The petition sponsors purport that they alone, a non-elected group with their own political agenda, should initiate the process rather than the democratically elected Grand County Council. The Grand County Council is now forced to ask Utah’s Attorney General to arbitrate the matter. If allowed to initiate the process, the sponsors will have sole authority to choose the seven members of the study committee. This committee will recommend the new form of government that will ultimately be submitted to voters. If they put forth an unpopular recommendation, voters will face a no-win situation. If a new form of government is not approved by Dec. 31, 2020, Grand County defaults to a three member (at-large) county commission form of government, a form that has no support from voters.
There are still many questions about the passage of this bill that citizens deserve answers to. Why didn’t state legislators ask the Grand County Council to weigh in on such a critical mater? Why did Grand County Council Member Curtis Wells lobby Utah state legislators to pass a bill that would make the county’s current form of government obsolete, and find it acceptable not to inform other council members, or include an opinion from the full council on the matter?
The provisions of HB 224 that mandate Grand County change its current form of government were proposed within the last few days of the bill’s passage. Were the five petition sponsors and one council member simply paying closer attention, as they assert, or were they given privileged information?

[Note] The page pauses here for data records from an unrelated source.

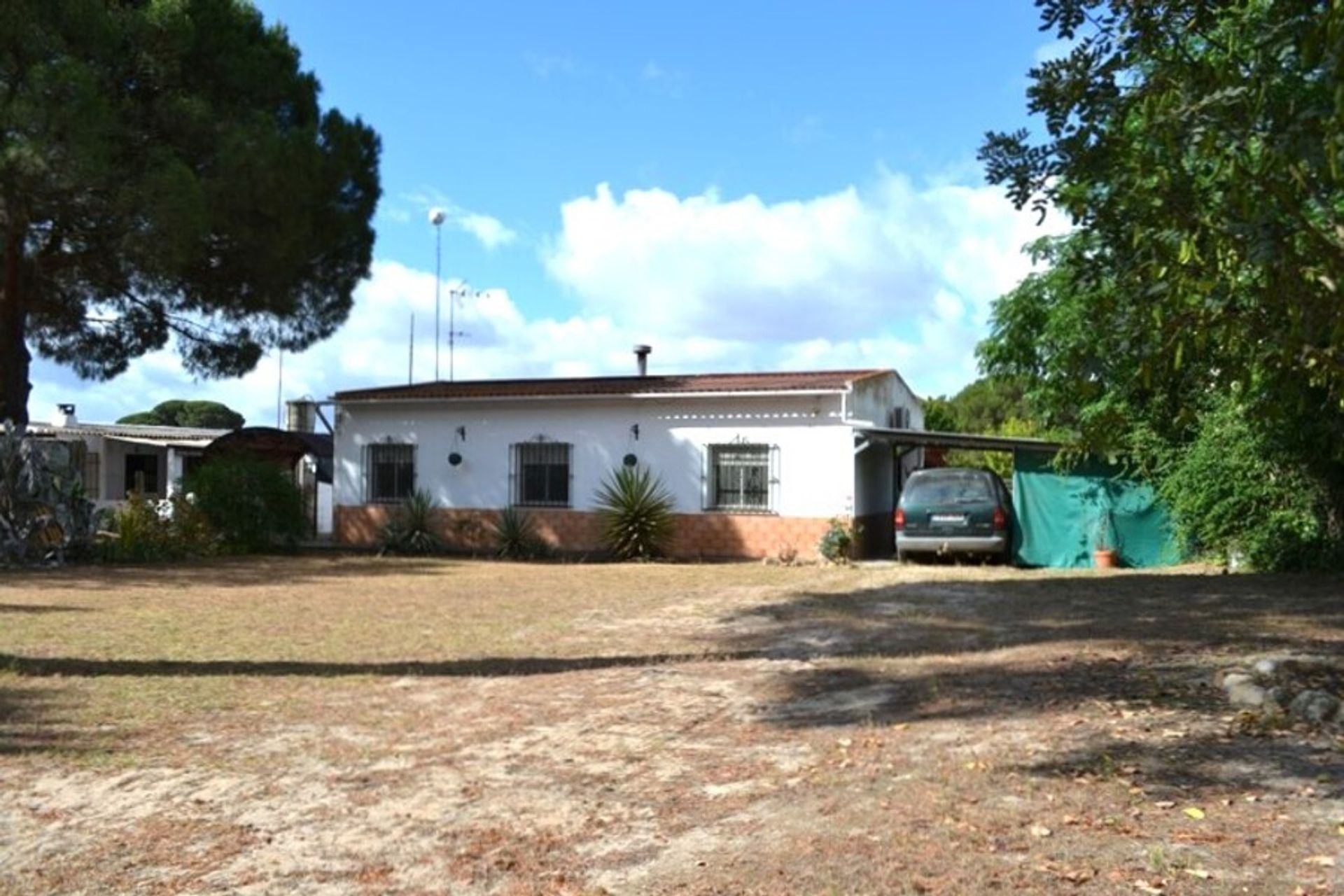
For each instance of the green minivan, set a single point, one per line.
(955, 511)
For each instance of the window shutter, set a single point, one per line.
(368, 454)
(774, 477)
(706, 476)
(512, 475)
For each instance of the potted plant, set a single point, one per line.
(1104, 543)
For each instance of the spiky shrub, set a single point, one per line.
(410, 531)
(836, 545)
(636, 512)
(517, 538)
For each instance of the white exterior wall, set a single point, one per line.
(873, 400)
(815, 447)
(874, 397)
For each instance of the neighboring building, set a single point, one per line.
(118, 458)
(757, 464)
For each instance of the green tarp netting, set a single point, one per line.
(1058, 514)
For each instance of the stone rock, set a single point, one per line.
(1266, 669)
(1231, 678)
(1278, 697)
(1246, 695)
(1316, 707)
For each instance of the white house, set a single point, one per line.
(757, 464)
(118, 458)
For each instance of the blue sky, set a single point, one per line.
(745, 186)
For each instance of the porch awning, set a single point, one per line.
(141, 440)
(929, 438)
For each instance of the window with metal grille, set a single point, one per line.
(540, 473)
(388, 472)
(92, 476)
(739, 477)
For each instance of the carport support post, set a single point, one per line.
(169, 472)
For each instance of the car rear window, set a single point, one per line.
(949, 488)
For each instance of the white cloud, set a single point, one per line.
(488, 230)
(883, 276)
(857, 272)
(547, 65)
(671, 81)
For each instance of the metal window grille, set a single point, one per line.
(540, 473)
(739, 477)
(92, 476)
(390, 472)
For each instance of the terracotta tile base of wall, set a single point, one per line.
(698, 535)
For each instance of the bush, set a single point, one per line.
(836, 545)
(636, 514)
(517, 538)
(144, 531)
(1236, 491)
(410, 532)
(252, 504)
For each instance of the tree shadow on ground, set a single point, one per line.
(475, 668)
(1126, 659)
(847, 695)
(1144, 613)
(230, 573)
(31, 723)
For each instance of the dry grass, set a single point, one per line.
(360, 726)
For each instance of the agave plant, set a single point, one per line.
(412, 528)
(636, 512)
(515, 533)
(43, 510)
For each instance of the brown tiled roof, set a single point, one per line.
(793, 382)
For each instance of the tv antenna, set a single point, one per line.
(461, 290)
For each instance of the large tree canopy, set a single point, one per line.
(1199, 148)
(210, 415)
(167, 174)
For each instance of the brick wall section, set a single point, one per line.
(696, 535)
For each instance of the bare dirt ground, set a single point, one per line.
(360, 726)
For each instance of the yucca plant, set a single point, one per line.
(636, 512)
(515, 533)
(412, 528)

A genuine democracy requires a level playing field. Grand County citizens should view these moves for what they are: a small partisan group attempting to undermine democratic values by claiming that they simply got to the finish line first while no one else was looking. They claim victory in a race that only one elected official and five petition sponsors knew was even at hand. Grand County voters will remember the underhanded manner in which HB 224 was enacted and vote to elect leaders with integrity and accountability.